Key takeaways

  • Clients often lack clarity on how much income their savings will support; identifying this early allows you to help them adjust plans and reduce the risk of outliving assets
  • Delaying or phasing into retirement can help increase retirement account balances, maximize Social Security benefits and preserve more savings
  • Guaranteed income solutions can provide a way to better cover essential expenses and reduce stress tied to market volatility and longevity risk
Middle-aged woman in a light blue denim shirt sits on a sofa in her living room researching her retirement income needs on her laptop.

Many clients have a clear vision of when and how they want to retire. But that vision doesn’t always align with their financial reality. When a client’s desired retirement age doesn’t match up with the reality of what their projected savings can safely support throughout retirement, a disconnect can emerge. For financial professionals, helping clients recognize and address this gap is key to ensuring that they can maintain their preferred lifestyle without sacrificing long-term financial security.

Identify the income gap

A working client may assume that retiring at age 62 or 65 is realistic based on their expectations or peers’ experiences. But once they see their projected level of savings at their desired retirement age and account for both likely spending levels in retirement (including out-of-pocket health care costs) and life expectancy, it may become clear that their assets are unlikely to stretch far enough. If this isn’t addressed, this disconnect can increase the risk of overspending, premature depletion of savings and financial strain later in life.

Encourage changes to help enhance income security

You can guide clients facing this shortfall through options to help close the gap. A couple of often-overlooked strategies include delaying retirement or phasing into retirement, both of which offer 3 distinct financial advantages:

1. They boost retirement income potential.


Working longer provides more time to contribute to retirement accounts and allows savings to grow. Even a few additional years can make a big difference in compounded investment returns and overall retirement readiness.

2. They eliminate the lifetime harm of filing for Social Security benefits early.

This increase is twofold.
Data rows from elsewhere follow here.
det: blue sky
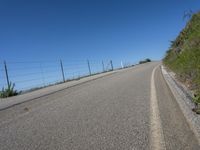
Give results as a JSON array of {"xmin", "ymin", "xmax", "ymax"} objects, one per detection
[{"xmin": 0, "ymin": 0, "xmax": 200, "ymax": 90}]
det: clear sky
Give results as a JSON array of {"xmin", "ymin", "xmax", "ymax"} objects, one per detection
[{"xmin": 0, "ymin": 0, "xmax": 200, "ymax": 90}]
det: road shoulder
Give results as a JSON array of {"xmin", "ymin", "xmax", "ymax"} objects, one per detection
[{"xmin": 156, "ymin": 67, "xmax": 200, "ymax": 149}]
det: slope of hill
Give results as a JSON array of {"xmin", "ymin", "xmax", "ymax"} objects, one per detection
[{"xmin": 163, "ymin": 12, "xmax": 200, "ymax": 102}]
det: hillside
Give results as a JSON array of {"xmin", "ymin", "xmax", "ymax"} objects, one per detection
[{"xmin": 163, "ymin": 12, "xmax": 200, "ymax": 102}]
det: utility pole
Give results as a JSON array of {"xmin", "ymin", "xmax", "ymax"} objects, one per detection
[
  {"xmin": 110, "ymin": 60, "xmax": 113, "ymax": 71},
  {"xmin": 60, "ymin": 60, "xmax": 65, "ymax": 82},
  {"xmin": 87, "ymin": 60, "xmax": 92, "ymax": 75},
  {"xmin": 4, "ymin": 61, "xmax": 10, "ymax": 88},
  {"xmin": 102, "ymin": 60, "xmax": 105, "ymax": 72}
]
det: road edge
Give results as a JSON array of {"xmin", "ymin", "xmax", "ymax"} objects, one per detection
[
  {"xmin": 161, "ymin": 65, "xmax": 200, "ymax": 145},
  {"xmin": 150, "ymin": 65, "xmax": 166, "ymax": 150}
]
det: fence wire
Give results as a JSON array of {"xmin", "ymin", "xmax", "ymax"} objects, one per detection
[{"xmin": 0, "ymin": 60, "xmax": 112, "ymax": 91}]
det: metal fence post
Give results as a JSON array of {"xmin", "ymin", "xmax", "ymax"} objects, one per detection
[
  {"xmin": 60, "ymin": 60, "xmax": 65, "ymax": 82},
  {"xmin": 102, "ymin": 61, "xmax": 105, "ymax": 72},
  {"xmin": 110, "ymin": 60, "xmax": 113, "ymax": 71},
  {"xmin": 4, "ymin": 61, "xmax": 10, "ymax": 88},
  {"xmin": 87, "ymin": 60, "xmax": 92, "ymax": 75}
]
First, adding additional years of work may improve the earnings history that the Social Security Administration uses to calculate benefits (benefits are based on a worker’s highest 35 years of qualifying employment). Second, a delayed Social Security filing (beyond the earliest age they could file at 62) results in as much as 77% higher monthly benefits1 for the client and potentially for the surviving spouse. Filing early locks in lower benefits for life and reduces survivor benefits.
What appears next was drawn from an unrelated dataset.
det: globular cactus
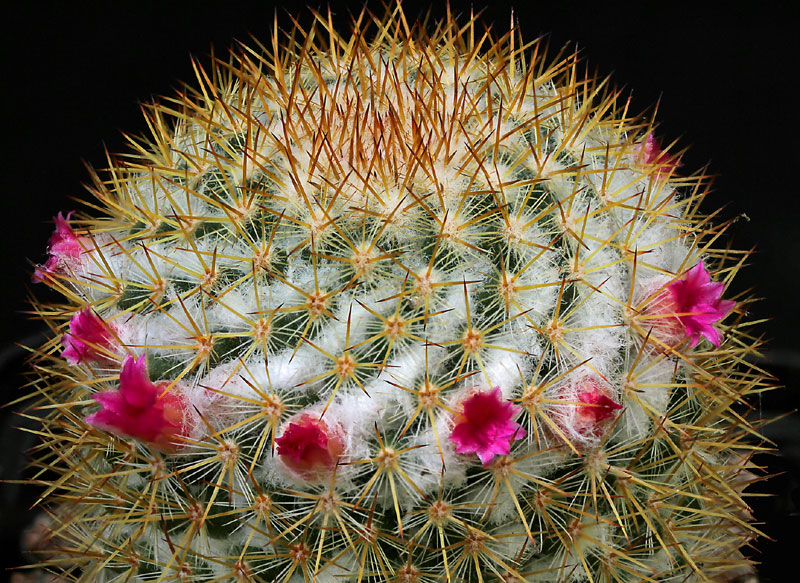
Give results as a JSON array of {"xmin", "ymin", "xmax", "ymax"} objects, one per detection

3. They reduce the chances of running out of money.

By postponing withdrawals from retirement savings, clients can preserve more of their portfolio, potentially ensuring longer-lasting support for a surviving spouse or leaving a larger financial legacy.

Job satisfaction may play an important role in the decision between a phased-in or delayed retirement. Clients who enjoy their careers may be more inclined to delay retirement entirely — continuing full time to boost savings and maximize Social Security benefits. On the other hand, clients who are open to a delayed retirement but want to quit a high-stress day job could consider employment with greater flexibility in their final working years. This can help boost their savings and delay or increase future Social Security benefits.

Build confidence (and income replacement rates) with guaranteed income

Whichever path your clients choose, you can help them feel more confident in the road ahead by incorporating guaranteed income sources such as annuities or in-plan lifetime income investment options. A stable, predictable stream of income can help cover essential living expenses, allowing clients to spend more freely with fewer worries about market volatility or longevity risk. This protection can be especially comforting for clients who may feel financially underprepared for retirement.

How much can a delayed or phased-in retirement help? The chart shown in Figure 1 highlights the potential difference that both options could make in working toward a 70% to 80% level of income replacement, which is typically most desired.

Bar chart shows income replacement ratios for various retirement scenarios, combining Social Security benefits and savings. Scenarios range from retiring at 62 (baseline) with 43% income replacement to working full time until 70 with 82% income replacement, highlighting the benefits of delayed retirement and continued employment.

Help clients make informed retirement decisions

A personalized, thoughtful approach to planning can help pre-retirees align their retirement timing with their financial realities and personal goals. By helping clients make informed, intentional choices, you play a vital role in shaping a retirement strategy that supports long-term stability and confidence.

For more detailed insights, read my white paper.

1 This 77% figure is based on an individual with a full retirement age (FRA) of 67, comparing early filing at age 62 and receiving reduced benefits of 70% of the FRA amount versus a delayed filing at age 70 and receiving credits equal to 124% of their FRA benefit.